He was behind a wall in an instant, his shoulder blades to the cool blockwork. His knife comfortable in his grip. He raked the hair from his eyes and held his breath as they passed.

A small group made up of three men, clothed in mismatched rags. Threadbare backpacks were strapped to their shoulders, shoes held together with twine covered their feet. They shuffled rather than marched. Their stink was a waft of foulness that followed them as they passed. They were not quiet, cautious or careful. Smiles showed black teeth, voices ribbed and joked. They laughed and cursed as they shambled past him.

This was no place to wander recklessly. The buildings had long been ransacked of their contents. Broken windows, absent doors, shopping trolleys that were piled high with remnants of faded plastic wrappers. If they were here, they had a destination in mind.

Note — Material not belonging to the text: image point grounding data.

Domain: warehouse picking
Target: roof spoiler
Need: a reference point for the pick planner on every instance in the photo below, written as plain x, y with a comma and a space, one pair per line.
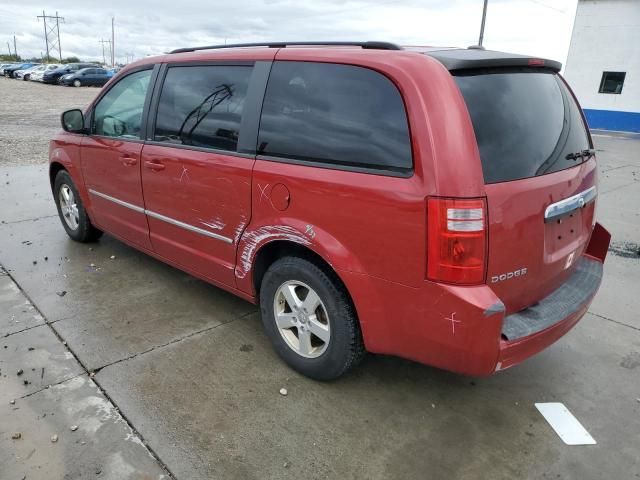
472, 58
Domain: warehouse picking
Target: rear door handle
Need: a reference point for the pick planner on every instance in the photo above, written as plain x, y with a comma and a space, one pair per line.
156, 166
128, 161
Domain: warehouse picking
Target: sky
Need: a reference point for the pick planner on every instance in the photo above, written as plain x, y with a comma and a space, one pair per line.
535, 27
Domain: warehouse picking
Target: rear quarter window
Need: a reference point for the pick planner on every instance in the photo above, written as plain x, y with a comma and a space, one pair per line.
202, 106
526, 122
334, 115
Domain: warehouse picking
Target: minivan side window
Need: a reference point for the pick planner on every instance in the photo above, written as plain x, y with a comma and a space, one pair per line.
340, 115
201, 106
119, 112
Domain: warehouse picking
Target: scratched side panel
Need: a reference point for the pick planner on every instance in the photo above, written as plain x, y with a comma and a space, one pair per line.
206, 190
356, 221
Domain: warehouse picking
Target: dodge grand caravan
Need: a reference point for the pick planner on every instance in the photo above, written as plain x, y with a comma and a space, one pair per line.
434, 204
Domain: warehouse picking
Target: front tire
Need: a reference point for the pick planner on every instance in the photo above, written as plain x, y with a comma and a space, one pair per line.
309, 319
71, 211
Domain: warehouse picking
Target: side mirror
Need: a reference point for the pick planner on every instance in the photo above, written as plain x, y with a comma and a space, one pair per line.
73, 121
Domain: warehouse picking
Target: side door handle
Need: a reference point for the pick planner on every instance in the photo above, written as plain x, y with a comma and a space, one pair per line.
128, 161
154, 165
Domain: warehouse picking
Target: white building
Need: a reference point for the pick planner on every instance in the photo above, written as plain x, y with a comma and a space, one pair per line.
603, 66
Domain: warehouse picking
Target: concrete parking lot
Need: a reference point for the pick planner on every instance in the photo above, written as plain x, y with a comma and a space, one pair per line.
165, 375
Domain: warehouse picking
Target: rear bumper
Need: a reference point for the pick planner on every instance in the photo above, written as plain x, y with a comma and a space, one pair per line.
465, 329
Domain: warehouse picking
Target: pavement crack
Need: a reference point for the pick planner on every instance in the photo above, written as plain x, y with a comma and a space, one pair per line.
135, 431
620, 187
172, 342
46, 387
24, 330
615, 321
13, 222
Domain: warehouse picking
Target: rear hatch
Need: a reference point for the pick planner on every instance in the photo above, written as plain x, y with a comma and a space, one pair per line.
540, 177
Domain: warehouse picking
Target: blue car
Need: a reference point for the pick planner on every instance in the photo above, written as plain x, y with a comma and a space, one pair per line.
52, 76
86, 77
10, 71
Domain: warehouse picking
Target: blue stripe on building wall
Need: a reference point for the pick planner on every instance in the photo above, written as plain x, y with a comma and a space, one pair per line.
612, 120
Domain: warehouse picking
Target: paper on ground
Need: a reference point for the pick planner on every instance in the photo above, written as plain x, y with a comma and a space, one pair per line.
565, 424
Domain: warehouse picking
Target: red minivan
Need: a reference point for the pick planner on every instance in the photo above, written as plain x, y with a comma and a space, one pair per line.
434, 204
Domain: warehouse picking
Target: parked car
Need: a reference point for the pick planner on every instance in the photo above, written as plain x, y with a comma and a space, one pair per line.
5, 65
86, 77
26, 73
438, 205
10, 71
52, 76
37, 76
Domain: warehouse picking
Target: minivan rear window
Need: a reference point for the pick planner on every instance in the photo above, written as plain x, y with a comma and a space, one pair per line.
526, 122
336, 115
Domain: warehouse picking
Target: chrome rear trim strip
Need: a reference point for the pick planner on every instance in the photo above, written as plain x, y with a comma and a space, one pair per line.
135, 208
565, 207
187, 226
159, 216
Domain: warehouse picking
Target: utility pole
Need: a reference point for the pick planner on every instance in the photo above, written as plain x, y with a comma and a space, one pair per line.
58, 32
52, 34
104, 58
484, 17
113, 42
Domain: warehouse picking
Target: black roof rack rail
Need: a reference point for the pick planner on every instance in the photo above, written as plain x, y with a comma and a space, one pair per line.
366, 45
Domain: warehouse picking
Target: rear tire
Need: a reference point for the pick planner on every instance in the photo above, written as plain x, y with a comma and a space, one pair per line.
320, 337
73, 215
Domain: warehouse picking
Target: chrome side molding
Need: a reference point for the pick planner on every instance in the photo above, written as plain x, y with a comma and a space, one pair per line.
568, 205
158, 216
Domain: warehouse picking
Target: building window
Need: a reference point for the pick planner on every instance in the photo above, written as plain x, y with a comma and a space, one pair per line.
612, 82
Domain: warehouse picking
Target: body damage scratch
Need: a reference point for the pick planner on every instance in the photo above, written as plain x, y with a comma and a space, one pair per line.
256, 238
453, 321
309, 231
215, 224
239, 229
263, 192
184, 174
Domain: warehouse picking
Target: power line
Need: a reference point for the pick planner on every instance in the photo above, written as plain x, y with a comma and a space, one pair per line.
52, 34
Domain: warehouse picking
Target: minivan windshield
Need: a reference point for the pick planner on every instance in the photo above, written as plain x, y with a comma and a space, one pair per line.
526, 122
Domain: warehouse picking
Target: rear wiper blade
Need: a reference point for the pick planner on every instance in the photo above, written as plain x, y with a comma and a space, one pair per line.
588, 153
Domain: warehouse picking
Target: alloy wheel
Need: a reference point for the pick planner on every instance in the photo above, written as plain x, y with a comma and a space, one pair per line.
69, 207
302, 319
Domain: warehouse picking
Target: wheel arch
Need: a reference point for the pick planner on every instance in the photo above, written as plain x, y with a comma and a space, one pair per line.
274, 250
54, 168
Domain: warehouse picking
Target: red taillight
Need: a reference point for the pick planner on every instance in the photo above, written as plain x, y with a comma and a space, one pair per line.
456, 240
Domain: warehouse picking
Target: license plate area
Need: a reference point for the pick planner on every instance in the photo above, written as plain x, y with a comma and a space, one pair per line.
564, 236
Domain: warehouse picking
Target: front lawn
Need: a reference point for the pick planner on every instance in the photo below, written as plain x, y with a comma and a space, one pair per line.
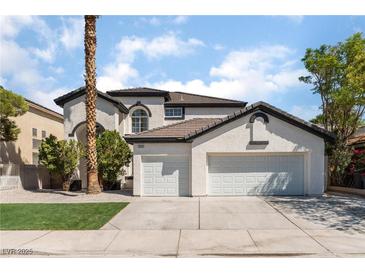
57, 216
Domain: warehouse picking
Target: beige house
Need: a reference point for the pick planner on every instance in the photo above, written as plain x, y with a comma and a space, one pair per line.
19, 159
192, 145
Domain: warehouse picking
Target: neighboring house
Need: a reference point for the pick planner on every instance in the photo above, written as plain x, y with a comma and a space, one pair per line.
19, 159
192, 145
358, 139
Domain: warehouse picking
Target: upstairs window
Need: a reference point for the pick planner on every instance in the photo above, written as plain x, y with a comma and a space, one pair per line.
139, 121
175, 112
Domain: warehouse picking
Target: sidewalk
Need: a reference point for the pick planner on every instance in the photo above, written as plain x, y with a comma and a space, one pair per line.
183, 243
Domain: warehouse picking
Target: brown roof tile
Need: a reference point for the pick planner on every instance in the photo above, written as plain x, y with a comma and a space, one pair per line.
359, 139
179, 129
189, 99
190, 129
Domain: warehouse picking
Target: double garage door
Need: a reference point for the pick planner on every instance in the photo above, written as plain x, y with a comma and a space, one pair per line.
227, 175
256, 175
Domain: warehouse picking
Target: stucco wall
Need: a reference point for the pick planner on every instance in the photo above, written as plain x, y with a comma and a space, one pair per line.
20, 151
154, 104
74, 113
155, 149
234, 137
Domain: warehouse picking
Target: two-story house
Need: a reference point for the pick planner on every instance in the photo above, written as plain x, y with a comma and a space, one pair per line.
192, 145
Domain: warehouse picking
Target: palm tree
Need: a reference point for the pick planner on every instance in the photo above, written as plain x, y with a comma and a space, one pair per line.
93, 186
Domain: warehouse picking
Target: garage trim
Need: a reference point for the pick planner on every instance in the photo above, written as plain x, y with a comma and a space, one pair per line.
165, 157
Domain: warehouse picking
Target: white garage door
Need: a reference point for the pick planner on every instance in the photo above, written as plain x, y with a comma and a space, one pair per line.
256, 175
165, 176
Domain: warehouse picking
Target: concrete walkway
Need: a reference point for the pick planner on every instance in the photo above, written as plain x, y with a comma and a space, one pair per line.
329, 226
185, 243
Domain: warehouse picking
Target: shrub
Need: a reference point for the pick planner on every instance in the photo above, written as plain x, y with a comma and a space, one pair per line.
61, 157
113, 154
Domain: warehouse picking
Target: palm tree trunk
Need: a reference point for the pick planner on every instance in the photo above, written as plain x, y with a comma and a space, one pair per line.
93, 186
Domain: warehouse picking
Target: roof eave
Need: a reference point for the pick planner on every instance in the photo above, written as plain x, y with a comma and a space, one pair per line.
62, 100
182, 104
155, 139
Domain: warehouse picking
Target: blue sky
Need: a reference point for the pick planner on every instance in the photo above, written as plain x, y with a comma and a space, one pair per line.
248, 58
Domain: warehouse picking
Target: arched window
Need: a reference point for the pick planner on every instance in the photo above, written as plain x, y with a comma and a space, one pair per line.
139, 121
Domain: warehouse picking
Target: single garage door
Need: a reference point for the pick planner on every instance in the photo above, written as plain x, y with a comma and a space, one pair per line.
165, 176
256, 175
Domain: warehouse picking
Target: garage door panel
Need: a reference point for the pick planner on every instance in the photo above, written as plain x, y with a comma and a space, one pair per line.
165, 176
256, 175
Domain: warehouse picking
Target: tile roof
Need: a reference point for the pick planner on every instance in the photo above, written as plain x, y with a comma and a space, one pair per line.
190, 129
139, 91
355, 140
178, 130
81, 91
177, 98
188, 99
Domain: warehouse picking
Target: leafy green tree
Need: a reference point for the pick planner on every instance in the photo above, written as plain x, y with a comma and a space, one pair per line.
113, 154
61, 157
11, 105
337, 74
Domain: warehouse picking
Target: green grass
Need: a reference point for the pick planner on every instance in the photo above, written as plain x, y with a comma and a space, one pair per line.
81, 216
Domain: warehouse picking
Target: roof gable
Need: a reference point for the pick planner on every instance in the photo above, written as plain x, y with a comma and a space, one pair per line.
188, 130
178, 98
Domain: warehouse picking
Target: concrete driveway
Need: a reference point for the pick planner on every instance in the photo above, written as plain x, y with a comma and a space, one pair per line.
329, 226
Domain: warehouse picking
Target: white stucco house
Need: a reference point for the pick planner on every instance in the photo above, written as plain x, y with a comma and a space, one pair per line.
192, 145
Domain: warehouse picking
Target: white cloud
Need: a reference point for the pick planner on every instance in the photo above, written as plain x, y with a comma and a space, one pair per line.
164, 45
298, 19
72, 33
305, 112
115, 76
181, 19
57, 70
118, 73
11, 26
249, 75
21, 67
218, 47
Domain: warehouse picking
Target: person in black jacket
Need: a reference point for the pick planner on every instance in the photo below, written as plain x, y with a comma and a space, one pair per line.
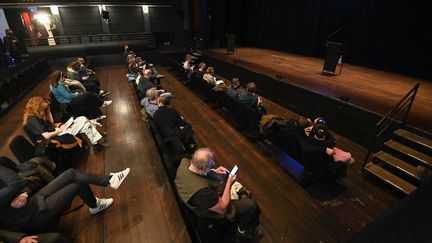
38, 212
171, 123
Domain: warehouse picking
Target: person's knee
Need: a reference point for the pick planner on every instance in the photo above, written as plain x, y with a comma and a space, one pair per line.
71, 172
248, 205
52, 238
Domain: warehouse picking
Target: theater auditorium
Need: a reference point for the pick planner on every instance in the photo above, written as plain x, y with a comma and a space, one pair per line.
215, 121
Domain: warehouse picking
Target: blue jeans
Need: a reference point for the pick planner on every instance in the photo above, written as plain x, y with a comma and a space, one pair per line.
56, 197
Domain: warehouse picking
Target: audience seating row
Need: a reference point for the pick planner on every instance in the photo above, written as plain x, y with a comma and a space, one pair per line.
301, 165
172, 152
245, 116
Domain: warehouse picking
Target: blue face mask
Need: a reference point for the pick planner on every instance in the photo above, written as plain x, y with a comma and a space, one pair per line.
209, 167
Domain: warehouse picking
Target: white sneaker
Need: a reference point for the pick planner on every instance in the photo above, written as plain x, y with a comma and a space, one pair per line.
101, 118
118, 178
107, 103
101, 204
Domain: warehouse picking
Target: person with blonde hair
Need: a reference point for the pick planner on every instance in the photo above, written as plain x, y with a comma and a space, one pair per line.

If their bickering was to be believed, it wasn’t hard to consider where they might head.

A place that would provide sanctuary and alcohol.

‘I told you, these will get us in, and get us a drink.’

‘They’re not gonna get us a fucking drink.’

‘They will, you just wait and see.’

They walked with surety, without care. Nick used the gloom as his cover. His head swung in the direction of the speech, but he made no other movement. He would use them to his advantage.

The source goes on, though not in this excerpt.